Cette continuité d’obéissance, cette suite de privation, de travaux & d’austérités donnent d’abord l’idée d’une vie triste & dure, & présentent l’image d’un peuple malheureux.

Voyons comment des lois si extraordinaires, des mœurs si fortes ont fait des Lacédémoniens, selon Platon, Plutarque & Xénophon, le peuple le plus heureux de la terre.

On ne voyoit point à Sparte la misere à côté de l’opulence, & par conséquent on y voyoit moins que par-tout ailleurs l’envie, les rivalités, la mollesse, mille passions qui affligent l’homme, & cette cupidité qui oppose l’intérêt personnel au bien public, & le citoyen au citoyen.

La jurisprudence n’y étoit point chargée d’une multitude de lois ; ce sont les superfluités & le luxe, ce sont les divisions, les inquiétudes & les jalousies qu’entraîne l’inégalité des biens, qui multiplient & les procès & les lois qui les décident.

Il y avoit à Sparte peu de jalousie, & beaucoup d’émulation de la vertu. Les sénateurs y étoient élus par le peuple, qui désignoit, pour remplir une place vacante, l’homme le plus vertueux de la ville.

Ces repas si sobres, ces exercices violens étoient assaissonnés de mille plaisirs ; on y portoit une passion vive & toujours satisfaite, celle de la vertu. Chaque citoyen étoit un enthousiaste de l’ordre & du bien, & il les voyoit toujours ; il alloit aux assemblées jouir des vertus de ses concitoyens, & recevoir les témoignages de leur estime.

Nul législateur, pour exciter les hommes à la vertu, n’a fait autant d’usage que Lycurgue du penchant que la nature donne aux deux sexes l’un pour l’autre.

Ce n’étoit pas seulement pour que les femmes devenues robustes donnassent à l’état des enfans bien constitués, que Lycurgue ordonna qu’elles feroient les mêmes exercices que les hommes ; il savoit qu’un sexe se plaît par-tout où il est sûr de trouver l’autre. Quel attrait pour faire aimer la lutte & les exercices aux jeunes spartiates, que ces jeunes filles qui devoient ou combattre avec eux, ou les regarder combattre ! qu’un tel spectacle avoit encore de charmes aux yeux des vieillards qui présidoient aux exercices, & qui devoient y imposer la chasteté dans les momens où la loi dispensoit de la pudeur !

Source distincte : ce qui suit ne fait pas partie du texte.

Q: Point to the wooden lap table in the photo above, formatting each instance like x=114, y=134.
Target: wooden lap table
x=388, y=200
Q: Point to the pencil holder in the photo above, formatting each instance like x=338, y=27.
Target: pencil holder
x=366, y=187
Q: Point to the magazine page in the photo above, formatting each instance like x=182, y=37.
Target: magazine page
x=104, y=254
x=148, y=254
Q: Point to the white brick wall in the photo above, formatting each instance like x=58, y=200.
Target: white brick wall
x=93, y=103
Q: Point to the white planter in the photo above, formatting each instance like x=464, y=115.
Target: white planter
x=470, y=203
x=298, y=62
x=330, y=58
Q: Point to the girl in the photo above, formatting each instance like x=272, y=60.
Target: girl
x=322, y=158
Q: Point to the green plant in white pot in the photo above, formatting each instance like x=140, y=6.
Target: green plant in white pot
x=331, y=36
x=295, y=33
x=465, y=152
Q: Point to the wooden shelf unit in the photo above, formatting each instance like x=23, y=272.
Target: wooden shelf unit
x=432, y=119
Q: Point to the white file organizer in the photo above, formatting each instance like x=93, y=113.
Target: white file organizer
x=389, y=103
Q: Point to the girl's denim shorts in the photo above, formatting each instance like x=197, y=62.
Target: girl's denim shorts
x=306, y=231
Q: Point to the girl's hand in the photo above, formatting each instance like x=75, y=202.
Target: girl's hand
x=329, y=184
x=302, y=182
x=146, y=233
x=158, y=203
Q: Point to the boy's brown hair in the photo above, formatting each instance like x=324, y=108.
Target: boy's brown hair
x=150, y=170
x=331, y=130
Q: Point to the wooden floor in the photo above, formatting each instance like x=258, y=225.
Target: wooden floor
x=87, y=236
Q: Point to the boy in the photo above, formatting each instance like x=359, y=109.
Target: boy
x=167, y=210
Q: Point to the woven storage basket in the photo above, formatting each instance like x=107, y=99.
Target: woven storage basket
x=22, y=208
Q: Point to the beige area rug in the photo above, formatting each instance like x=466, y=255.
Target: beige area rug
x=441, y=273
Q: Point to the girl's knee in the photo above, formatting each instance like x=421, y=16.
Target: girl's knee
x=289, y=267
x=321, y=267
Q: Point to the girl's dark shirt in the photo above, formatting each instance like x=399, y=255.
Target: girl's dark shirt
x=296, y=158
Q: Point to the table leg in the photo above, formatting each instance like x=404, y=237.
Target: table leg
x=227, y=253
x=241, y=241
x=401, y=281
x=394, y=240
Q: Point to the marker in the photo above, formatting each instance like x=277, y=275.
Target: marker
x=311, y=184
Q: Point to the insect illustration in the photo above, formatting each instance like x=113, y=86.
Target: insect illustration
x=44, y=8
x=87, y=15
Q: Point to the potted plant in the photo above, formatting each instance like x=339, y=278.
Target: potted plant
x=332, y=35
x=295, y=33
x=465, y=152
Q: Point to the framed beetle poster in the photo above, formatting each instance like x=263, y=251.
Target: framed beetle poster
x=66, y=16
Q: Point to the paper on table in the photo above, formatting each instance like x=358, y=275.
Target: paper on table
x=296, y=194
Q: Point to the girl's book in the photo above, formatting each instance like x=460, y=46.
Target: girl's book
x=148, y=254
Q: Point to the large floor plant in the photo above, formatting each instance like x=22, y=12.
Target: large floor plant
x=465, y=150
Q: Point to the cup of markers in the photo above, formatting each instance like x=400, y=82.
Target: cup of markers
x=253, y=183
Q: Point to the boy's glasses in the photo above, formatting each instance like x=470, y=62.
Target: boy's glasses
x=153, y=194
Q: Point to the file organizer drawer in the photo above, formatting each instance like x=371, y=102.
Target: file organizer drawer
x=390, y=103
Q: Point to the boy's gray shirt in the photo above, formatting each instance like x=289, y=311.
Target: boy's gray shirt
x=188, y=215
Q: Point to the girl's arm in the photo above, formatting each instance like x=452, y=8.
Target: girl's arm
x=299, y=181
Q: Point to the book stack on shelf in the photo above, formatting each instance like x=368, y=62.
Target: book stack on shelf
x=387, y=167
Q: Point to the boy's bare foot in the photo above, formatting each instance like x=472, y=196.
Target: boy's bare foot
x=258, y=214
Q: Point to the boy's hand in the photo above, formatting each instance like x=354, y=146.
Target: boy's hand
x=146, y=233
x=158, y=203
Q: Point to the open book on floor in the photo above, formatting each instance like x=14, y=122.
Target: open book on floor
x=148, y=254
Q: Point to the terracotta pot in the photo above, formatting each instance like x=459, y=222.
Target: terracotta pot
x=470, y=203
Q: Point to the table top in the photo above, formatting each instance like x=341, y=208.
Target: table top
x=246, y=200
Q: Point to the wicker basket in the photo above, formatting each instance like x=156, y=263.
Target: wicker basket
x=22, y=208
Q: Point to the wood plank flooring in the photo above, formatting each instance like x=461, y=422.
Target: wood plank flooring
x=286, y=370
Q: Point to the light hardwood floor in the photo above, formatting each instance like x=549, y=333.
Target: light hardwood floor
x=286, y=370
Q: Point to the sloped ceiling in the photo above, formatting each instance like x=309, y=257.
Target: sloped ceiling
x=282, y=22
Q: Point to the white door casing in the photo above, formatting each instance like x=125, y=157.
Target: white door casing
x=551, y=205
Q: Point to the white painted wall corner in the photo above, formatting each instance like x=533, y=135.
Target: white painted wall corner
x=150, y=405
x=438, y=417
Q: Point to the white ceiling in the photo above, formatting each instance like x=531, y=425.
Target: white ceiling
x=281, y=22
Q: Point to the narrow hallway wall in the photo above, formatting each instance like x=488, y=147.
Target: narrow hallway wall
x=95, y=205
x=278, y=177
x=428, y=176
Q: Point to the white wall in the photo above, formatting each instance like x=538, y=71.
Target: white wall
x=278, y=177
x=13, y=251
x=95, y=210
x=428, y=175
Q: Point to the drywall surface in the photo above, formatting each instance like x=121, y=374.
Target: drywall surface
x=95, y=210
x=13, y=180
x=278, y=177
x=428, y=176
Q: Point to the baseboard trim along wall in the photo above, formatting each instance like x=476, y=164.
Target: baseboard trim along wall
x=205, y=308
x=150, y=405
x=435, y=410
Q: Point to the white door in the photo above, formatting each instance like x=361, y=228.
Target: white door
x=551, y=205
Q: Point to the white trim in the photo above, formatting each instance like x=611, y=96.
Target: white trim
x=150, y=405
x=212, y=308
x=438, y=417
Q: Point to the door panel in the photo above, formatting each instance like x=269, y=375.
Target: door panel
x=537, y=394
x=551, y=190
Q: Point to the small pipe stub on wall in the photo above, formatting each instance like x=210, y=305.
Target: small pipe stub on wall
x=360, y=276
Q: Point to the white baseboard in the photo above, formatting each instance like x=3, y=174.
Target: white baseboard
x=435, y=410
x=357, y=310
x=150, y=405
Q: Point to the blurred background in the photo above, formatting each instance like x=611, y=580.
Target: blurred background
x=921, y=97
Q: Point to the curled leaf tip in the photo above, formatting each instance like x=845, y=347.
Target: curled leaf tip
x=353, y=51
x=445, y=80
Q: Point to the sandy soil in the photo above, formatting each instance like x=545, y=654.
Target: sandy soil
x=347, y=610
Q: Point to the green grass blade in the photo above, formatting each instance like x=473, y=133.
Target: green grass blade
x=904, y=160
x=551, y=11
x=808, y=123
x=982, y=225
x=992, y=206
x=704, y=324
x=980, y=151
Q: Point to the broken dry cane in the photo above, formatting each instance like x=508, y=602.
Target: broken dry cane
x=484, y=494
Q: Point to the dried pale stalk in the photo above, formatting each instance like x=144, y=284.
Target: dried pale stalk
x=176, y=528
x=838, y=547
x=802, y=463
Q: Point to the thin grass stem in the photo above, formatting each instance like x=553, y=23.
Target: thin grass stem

Ces jeunes filles élevées dans des familles vertueuses & nourries des maximes de Sparte, récompensoient ou punissoient par leurs éloges ou par leurs censures ; il falloit en être estimé pour les obtenir en mariage, & mille difficultés irritoient les desirs des époux ; ils ne devoient voir leurs épouses qu’en secret, ils pouvoient jouir & jamais se rassasier.

La religion d’accord avec les lois de Lycurgue, inspiroit le plaisir & la vertu ; on y adoroit Vénus, mais Vénus armée. Le culte religieux étoit simple ; & dans des temples nuds & fréquentés, on offroit peu de chose aux dieux, pour être en état de leur offrir toujours.